The Cystic Fibrosis Association has said it is "delighted" with a commitment from the HSE to establish a neonatal screening programme for the condition later this year, writes Theresa Judge.
However, it is still unclear if actual testing of samples from newborn babies will begin in 2008.
The HSE said its 2008 service plan identifies such a screening programme "as a goal to achieve for this year".
However, yesterday a HSE spokesman said no further detail could be given at this stage about a timescale for delivery of the screening programme.
A leading expert in cystic fibrosis (CF) and chairman of the association's medical council, Dr Charles Gallagher, said that screening was "a high priority for the cystic fibrosis community".
"Earlier detection, along with the resources needed to treat people, will definitely have very significant benefits both in terms of quality of life and I believe for life expectancy," Dr Gallagher said.
He said the introduction of neonatal screening would have "resource implications" as it would result in an increase in the numbers of children attending for treatment initially, but he believed the HSE was taking this into consideration.
Prof Andrew Green, a specialist in genetics at Our Lady's Hospital in Crumlin, said the screening would involve a number of different tests.
For parents of newborn babies there will be no additional tests, as the sample taken in the heel-prick test, currently carried out when the baby is aged 72-120 hours either in maternity wards or by community nurses, will also be used in the CF screening programme.
Prof Green said that just as with all screening programmes, it would not detect every single case. It is also not intended to detect whether an individual is a carrier of the CF gene, but just those with CF. However, a very small percentage of carriers would be detected, he said.

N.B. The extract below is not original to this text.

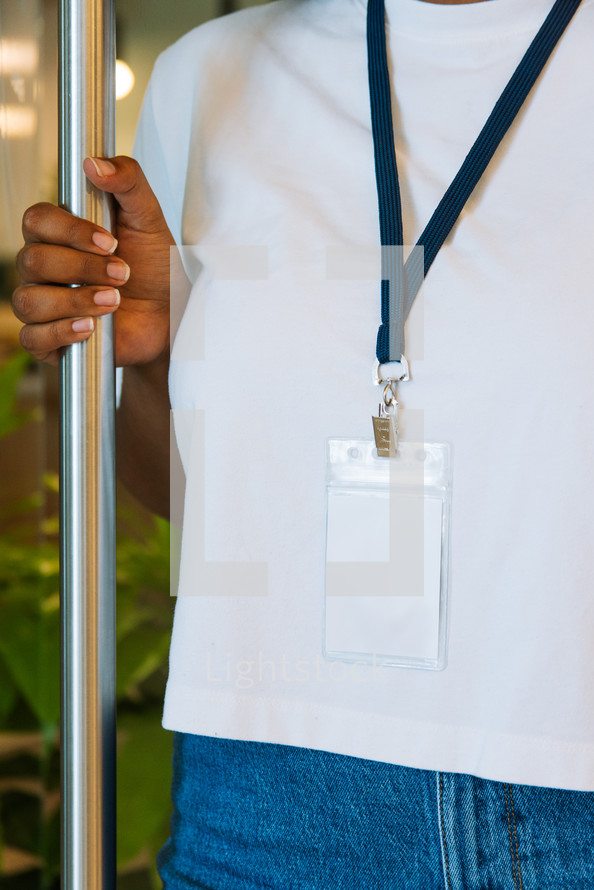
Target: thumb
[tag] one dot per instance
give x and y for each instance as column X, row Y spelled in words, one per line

The screening will first involve an enzyme test and those samples with enzyme levels above a certain threshold would then be tested for the most common Irish cystic fibrosis gene mutations. If these gene mutations are detected only then would the child be called for a sweat test, a common test for CF. Some children who have the gene will not have the condition.
One in 19 people in Ireland carry the CF gene. In order for a child to be born with the condition both parents must be carriers. If two carriers have a child together, there is a one in four chance that the child will have full-blown cystic fibrosis and a two in four chance that the child will be a carrier. It is the most common inherited disease in Ireland and the rate here is believed to be the highest in the world.

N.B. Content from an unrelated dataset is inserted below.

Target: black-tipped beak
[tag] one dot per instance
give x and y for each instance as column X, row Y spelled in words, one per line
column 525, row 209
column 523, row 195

Godfrey Fletcher of the Cystic Fibrosis Association said the lack of a neonatal screening programme - which was first promised in 2005 - was believed to be a factor in the low life expectancy in the Republic. The lack of specialist treatment units, on which the HSE last week gave new commitments, is also a major factor.

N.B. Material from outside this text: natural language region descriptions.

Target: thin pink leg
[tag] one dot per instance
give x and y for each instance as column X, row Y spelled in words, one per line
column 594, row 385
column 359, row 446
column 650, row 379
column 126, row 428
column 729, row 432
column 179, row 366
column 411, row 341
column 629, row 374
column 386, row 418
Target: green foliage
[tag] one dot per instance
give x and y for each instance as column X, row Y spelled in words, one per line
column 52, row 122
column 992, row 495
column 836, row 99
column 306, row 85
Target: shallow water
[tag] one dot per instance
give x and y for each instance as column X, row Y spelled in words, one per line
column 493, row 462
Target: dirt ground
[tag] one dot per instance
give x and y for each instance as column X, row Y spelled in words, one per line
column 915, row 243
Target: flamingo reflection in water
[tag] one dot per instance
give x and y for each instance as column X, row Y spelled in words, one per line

While the vast majority of CF cases are detected by age five, a minority of cases are not being detected until the child is even older.
The life expectancy of CF sufferers in Ireland is much lower than in the rest of the developed world. A person in the North can expect to live some 10 years longer - until their late 30s - than their counterpart in the Republic.
Mr Fletcher said advanced therapies and pharmaceutical products being developed in the US would mean that in the future people with cystic fibrosis should be able to live for much longer.
"The CF foundation in the US is now saying that they expect that by 2020 any child who is detected at birth can expect to live a near-normal lifespan," Mr Fletcher said.